## Demonstration of machine learning models

This notebook tests the effectiveness of a variety of machine learning models on our data.

In [1]:
%matplotlib inline

In [2]:
import os
import pandas as pd
import numpy as np
from sklearn.metrics import brier_score_loss, log_loss, f1_score

from sklearn.linear_model import LogisticRegressionCV, LogisticRegression, SGDClassifier
from sklearn.ensemble import BaggingClassifier, ExtraTreesClassifier, RandomForestClassifier, GradientBoostingClassifier
from sklearn.naive_bayes import GaussianNB
from sklearn.preprocessing import StandardScaler
from sklearn.neural_network import MLPClassifier
from sklearn.model_selection import KFold

import warnings

In [3]:
cohort_79 = pd.read_csv('data/cohort79_Jun8.csv')

In [4]:
cohort_97 = pd.read_csv('data/cohort97_Jun8.csv')

In [5]:
merged_data = pd.concat([cohort_79, cohort_97], sort=False)
merged_data.drop(merged_data[merged_data["adjusted_income"] <= 1000].index, inplace=True)
merged_data.fillna(0, inplace=True)

predictors = list(merged_data.columns)
vars_to_drop = ["case_id","urban_or_rural","family_size", "sample_id", "year", "shock", "region", "highest_grade", "industry", "occupation", "Unnamed: 0",'marital_status', 'race', "region_1", "region_2", "region_3", "region_4", "work_kind_limited", "work_amount_limited"]
for var in vars_to_drop:
    predictors.remove(var)
    
X = merged_data[predictors]
y = np.ravel(merged_data["shock"])

In [6]:
def score_model(X, y, estimator, n_folds, scale=False, **kwargs):
    """
    Test various estimators.
    """ 
    
    kf = KFold(n_splits = n_folds)
    f1_scores = []
    brier_scores = []
    log_loss_scores = []
    
    for train_index, test_index in kf.split(X):
    
        X_train, X_test = X.iloc[train_index], X.iloc[test_index]
        y_train, y_test = y[train_index], y[test_index]

        if scale:
            # The standard scaler will raise a warning about variable types. To suppress those for the moment...    
            with warnings.catch_warnings():
                warnings.simplefilter("ignore")
                scaler = StandardScaler().fit(X_train)
                X_train = scaler.transform(X_train)
                X_test = scaler.transform(X_test)

        estimator.fit(X_train, y_train, **kwargs)  

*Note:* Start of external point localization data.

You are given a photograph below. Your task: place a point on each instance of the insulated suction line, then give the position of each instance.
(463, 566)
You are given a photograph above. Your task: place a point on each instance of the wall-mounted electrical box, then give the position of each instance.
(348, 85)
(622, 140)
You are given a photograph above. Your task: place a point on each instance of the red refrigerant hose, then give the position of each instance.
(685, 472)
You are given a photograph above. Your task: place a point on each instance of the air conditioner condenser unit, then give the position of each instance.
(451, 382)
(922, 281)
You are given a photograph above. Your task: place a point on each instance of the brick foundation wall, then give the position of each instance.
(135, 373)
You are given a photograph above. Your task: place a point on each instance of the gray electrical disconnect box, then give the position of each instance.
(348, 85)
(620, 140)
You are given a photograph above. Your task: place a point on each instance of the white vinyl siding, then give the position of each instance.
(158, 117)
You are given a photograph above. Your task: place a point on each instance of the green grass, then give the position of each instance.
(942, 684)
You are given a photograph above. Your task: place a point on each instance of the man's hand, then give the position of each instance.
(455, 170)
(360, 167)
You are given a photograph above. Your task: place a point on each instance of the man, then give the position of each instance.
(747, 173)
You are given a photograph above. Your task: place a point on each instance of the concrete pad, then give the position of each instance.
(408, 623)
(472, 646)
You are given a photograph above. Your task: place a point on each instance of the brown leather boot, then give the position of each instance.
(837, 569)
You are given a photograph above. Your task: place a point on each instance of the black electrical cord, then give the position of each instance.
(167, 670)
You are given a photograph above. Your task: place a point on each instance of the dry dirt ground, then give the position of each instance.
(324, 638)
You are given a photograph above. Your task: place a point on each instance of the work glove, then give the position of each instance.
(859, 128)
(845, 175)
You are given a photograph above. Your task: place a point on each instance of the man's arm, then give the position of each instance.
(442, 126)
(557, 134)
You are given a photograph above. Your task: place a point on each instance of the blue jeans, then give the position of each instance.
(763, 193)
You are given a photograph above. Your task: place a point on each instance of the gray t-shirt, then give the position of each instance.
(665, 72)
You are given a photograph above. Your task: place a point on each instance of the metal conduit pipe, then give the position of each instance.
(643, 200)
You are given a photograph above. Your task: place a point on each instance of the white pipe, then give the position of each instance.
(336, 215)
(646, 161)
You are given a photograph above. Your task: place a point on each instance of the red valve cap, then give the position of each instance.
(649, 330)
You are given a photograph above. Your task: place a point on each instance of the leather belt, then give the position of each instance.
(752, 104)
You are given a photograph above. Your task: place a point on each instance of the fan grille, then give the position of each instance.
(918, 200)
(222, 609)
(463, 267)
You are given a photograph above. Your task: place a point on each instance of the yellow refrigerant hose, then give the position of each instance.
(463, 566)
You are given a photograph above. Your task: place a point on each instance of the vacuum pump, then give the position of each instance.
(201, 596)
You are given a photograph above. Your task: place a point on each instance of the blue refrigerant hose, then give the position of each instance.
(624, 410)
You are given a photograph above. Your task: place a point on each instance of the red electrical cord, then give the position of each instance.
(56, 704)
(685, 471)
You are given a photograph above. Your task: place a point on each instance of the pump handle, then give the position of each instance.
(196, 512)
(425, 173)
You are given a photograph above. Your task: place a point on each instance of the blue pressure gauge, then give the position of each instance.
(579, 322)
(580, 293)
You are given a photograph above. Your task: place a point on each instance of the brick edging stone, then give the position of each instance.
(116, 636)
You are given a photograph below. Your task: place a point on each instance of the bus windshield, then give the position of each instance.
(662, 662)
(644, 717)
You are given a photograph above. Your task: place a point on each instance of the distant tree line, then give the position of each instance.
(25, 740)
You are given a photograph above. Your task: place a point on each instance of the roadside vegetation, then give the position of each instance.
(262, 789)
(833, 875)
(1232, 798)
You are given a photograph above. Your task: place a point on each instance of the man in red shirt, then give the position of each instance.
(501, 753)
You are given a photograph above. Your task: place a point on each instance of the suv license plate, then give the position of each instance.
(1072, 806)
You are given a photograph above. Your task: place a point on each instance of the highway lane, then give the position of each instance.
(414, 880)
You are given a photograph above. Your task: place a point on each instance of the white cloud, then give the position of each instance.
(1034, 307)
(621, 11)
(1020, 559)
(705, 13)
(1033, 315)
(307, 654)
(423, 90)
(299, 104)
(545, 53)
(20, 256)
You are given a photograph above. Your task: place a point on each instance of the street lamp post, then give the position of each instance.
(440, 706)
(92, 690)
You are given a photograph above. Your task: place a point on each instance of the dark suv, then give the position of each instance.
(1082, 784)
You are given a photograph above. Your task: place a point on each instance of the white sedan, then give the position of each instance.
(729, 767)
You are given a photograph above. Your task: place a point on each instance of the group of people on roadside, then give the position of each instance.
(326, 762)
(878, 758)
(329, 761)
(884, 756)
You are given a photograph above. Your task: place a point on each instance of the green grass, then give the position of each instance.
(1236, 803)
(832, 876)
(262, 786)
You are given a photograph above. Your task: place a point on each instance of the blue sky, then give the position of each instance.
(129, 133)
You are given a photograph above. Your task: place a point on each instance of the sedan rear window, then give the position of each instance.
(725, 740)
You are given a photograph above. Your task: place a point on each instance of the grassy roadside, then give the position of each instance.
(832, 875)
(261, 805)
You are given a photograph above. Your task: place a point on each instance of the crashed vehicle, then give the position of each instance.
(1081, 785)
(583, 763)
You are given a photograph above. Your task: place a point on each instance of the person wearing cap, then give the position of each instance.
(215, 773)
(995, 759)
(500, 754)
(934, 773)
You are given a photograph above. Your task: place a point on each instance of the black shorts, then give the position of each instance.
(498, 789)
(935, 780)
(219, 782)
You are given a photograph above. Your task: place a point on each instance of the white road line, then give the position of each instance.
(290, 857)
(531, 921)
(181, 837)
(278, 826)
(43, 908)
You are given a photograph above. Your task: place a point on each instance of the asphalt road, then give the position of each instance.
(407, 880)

        expected  = y_test
        predicted = estimator.predict(X_test)
        predicted_proba = estimator.predict_proba(X_test)[:,1]
        
        f1_scores.append(f1_score(expected, predicted, average="weighted"))
        brier_scores.append(brier_score_loss(expected, predicted_proba))
        log_loss_scores.append(log_loss(expected, predicted_proba))
    
    print("Model: {}".format(estimator.__class__.__name__))
    print("F1 score (higher is better): {:.03f}".format(np.mean(f1_scores)))
    print("Brier score loss (lower is better): {:.03f}".format(np.mean(brier_scores)))
    print("Log loss (lower is better): {:.03f}\n".format(np.mean(log_loss_scores)))


In [7]:
dummy_predictions = np.full((len(X), 1), merged_data["shock"].median())
dummy_probs = np.full((len(X), 1), merged_data["shock"].mean())
brier_skill_ref = brier_score_loss(y, dummy_probs)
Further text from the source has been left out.